Internal Control for ERM is provided for by the guidelines described in the Internal Controls – Integrated Framework document authored by COSO. We won’t go into detail describing these guidelines but treat them at a summary level. The ERM study aligns with the guidelines and refers the reader to that document for compliance details. The details of compliance would concern an organization implementing ERM but that must be instigated by the Board and would only concern a project manager if they were to be responsible for a project which implemented ERM. The guidelines place risk controls with other internal controls of the organization (keep in mind these guidelines are insurance and finance-centric). The guidelines provide for the assignment of responsibilities to 3 organizational roles: the Chief Financial Officer, the Chief Information Officer, and the Chief Risk Officer. The Chief Legal Officer is identified in lieu of a Chief Risk officer. The CFO is responsible for monitoring internal control of financial reporting, the CIO is responsible for monitoring internal control over information systems, and the CRO is responsible for monitoring internal control over compliance with laws, standards, and regulations. The guidelines re-iterate that risk management tone is set from the top of the organization as evidenced by the company officers responsible for monitoring.

The Internal Control – Integrated Framework guidelines also acknowledge that monitoring and control are prone to human error and that not all procedures have equal importance. They address this by the identification of the most critical procedures using “key-control analysis”. Key-control analysis is used to determine whether control procedures and processes are effective. The guidelines also attempt to provide direction in the identification of preventive or corrective actions to improve internal controls. They do this by evaluation of the information measuring the effectiveness. Only if the information is “persuasive” should corrections be made. The guidelines provide for internal audits of internal control procedures but acknowledge that every organization may not be large enough to warrant that role and that there is a place for external audits in internal controls.

Most of the reporting the project manager will be responsible for will be what the guidelines term as “internal”, that is the reports will only be read by management. In some cases reports may be read by 3rd party external organizations. The project manager’s reportage on risk management on their project may form a part of the information reported externally, but the project manager should not be made responsible for reporting externally.

The guidelines require that implementation of a framework be scaled to suit the size and complexity of the organization it serves. Scalability will require the organization to identify who will be responsible for a given activity.
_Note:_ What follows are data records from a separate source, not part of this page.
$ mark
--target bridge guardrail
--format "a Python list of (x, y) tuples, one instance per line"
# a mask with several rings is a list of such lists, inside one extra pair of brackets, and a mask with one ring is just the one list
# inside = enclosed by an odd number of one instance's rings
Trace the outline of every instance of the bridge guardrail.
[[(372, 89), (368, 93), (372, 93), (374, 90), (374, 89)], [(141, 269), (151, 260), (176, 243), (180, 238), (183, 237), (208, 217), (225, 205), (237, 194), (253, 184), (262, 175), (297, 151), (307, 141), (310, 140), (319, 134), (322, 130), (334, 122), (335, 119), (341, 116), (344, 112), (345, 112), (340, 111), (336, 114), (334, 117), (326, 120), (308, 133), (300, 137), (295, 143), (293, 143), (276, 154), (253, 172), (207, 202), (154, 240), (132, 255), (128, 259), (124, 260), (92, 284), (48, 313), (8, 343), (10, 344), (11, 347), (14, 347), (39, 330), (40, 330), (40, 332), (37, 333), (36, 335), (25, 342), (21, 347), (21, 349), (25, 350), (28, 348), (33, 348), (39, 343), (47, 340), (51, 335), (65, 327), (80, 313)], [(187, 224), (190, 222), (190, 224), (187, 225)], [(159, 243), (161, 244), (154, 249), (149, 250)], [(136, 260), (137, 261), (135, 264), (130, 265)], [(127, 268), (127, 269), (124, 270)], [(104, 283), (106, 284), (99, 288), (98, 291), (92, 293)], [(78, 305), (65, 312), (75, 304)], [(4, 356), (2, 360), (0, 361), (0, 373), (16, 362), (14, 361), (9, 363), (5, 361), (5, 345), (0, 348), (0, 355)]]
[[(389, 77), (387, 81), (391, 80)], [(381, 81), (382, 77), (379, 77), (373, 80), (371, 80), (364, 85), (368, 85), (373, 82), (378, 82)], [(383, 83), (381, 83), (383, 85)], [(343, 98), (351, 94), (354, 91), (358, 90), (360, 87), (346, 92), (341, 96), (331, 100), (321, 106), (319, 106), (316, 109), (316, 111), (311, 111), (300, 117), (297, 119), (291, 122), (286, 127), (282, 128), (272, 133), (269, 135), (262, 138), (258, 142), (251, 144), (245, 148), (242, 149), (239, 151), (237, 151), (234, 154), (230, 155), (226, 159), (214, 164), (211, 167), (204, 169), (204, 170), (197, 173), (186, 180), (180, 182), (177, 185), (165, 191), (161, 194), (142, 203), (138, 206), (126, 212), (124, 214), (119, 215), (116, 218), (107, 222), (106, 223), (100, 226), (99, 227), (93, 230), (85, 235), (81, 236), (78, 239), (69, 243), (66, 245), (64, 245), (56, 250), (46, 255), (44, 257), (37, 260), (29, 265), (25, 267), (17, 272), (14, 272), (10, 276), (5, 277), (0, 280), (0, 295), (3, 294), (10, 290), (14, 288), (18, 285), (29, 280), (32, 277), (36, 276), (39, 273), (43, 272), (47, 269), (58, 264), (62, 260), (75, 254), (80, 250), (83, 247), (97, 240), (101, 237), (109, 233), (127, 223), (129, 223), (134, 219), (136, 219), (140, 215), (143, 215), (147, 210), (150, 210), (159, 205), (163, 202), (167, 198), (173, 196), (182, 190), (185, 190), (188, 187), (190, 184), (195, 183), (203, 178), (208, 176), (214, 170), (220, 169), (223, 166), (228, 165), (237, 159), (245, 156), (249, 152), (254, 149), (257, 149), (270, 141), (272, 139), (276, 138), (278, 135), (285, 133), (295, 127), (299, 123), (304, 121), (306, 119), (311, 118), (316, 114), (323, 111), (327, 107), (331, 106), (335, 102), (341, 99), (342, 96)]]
For example, the organization may not have a Chief Risk Officer in which case some other role must be identified for compliance responsibility. This responsibility will be delegated to the project manager when any compliance objectives form part of the project’s objectives.

ERM was designed to serve the Financial and Insurance industries and some aspects are specific to those industries. Some, indeed most, of the components will serve any industry very well. Remember that there were contributors to the study from Universities, electronics (Motorola), and chemicals (E.I. Dupont). The best project management practices described in the PMBOK® will support ERM very well with little alteration. The trick is to identify the project risk management activities which align with and support ERM. Once you do this, implementing ERM with your project becomes easy.